それにしても、やっぱりラスベガスは安いですね。支払いの段階になって、ラスベガスの倍近い金額でさすがビビりました。
そういえばラスベガスに越した当時は、毎回「そんだけでエエの?」と聞き返していたっけ。
最後の最後まで、往生際の悪いワタシです。
UCLAでメディカルプラザの場所を確認して、帰り道はグーグルマップに頼りました。
普通ならスッとフリーウェイに乗ればいいのだけど、とにかく渋滞がひどかったし、すでに夕方で輪をかけて渋滞しているのは目に見えていたので、グーグルマップで早く帰れる道を探してもらおうと思ったわけです。
すると延々裏道を通って、ずいぶん先でフリーウェイに乗る予定だったのが、直前になって、
「さらに時間を短縮できる道を見つけました」
などと言って、さらに裏道を走り続け…。
フリーウェイに乗ったのは、本当に最後の数マイルだけ。下りるのも本来よりも手前で下りて、また裏道を通ってホテルに到着したのですが、それでも1時間強かかっていました。

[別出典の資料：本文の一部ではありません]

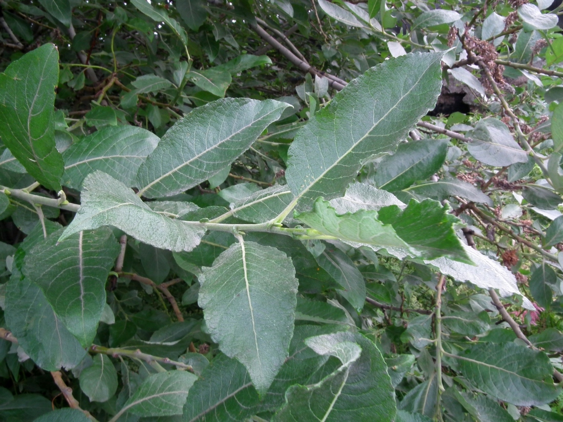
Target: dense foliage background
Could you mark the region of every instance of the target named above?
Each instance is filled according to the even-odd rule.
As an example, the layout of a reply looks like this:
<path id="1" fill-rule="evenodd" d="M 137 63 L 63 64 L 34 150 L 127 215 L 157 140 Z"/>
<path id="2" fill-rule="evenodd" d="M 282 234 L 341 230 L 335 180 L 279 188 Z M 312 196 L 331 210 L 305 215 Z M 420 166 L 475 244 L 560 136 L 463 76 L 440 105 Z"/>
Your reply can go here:
<path id="1" fill-rule="evenodd" d="M 563 420 L 557 3 L 0 1 L 0 421 Z"/>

渋滞がなければ15分で着く場所なのに、美容院にいたのは3時間なのに、渋滞のせいで、ホテルを出てから帰るまで5時間もかかっていました。
そやから嫌いやねん、ここ。
ホテルに戻ったら、主人の友人ジョシュが来ていました。
思えばラスベガスのトレバーと友人の不動産屋さん以外、昔からの友人に会うのは手術して以来、ジョシュが初めてでした。
3人でホテルのレストランでディナーをしましたが、主人が席を外した時、ジョシュは私の目を捉えて、
「大丈夫?」
と労わるように聞いて来ました。
ジョシュが主人を見る目も、心の痛さが伝わってくるようでした。
それは反対に、主人の重病さを私に再認識させるのです。
私は手術直後の、頭に極太ホッチキスがびっしりと貼り付けられ痛ましい主人の姿を見ているので、それに比べたら信じられないほど劇的な快復を遂げているのですが、以前の元気な姿しか記憶にない人が今の主人を見ると、その落差が痛々しくて悲しさに襲われてしまうのだと気付きました。
頭の手術痕もそうだけれど、すっかり筋肉が落ちて、体重もずいぶん減ったので、目に見えて小さくなって、一挙に老けたのは間違いなく、毎日一緒にいる私よりもショックは大きいのでしょう。
今回のロサンゼルスでは、手術後初ということもあって、毎食のようにいろいろな友人と会ったのですが、ジョシュを皮切りに友人全員が例外なく哀しい眼の色になりました。
皆んな心から主人を愛してくれている人ばかりで、だからこそ実際に主人に会うと哀しみに押し潰されそうになるのは無理もないのですが…。
私はそれに気づくたびに、心臓を鷲掴みにされたように固まって怯えるのでした。
以前の主人はもういないのだと、友人たちの哀しみ色の眼が教えてくれるのでした。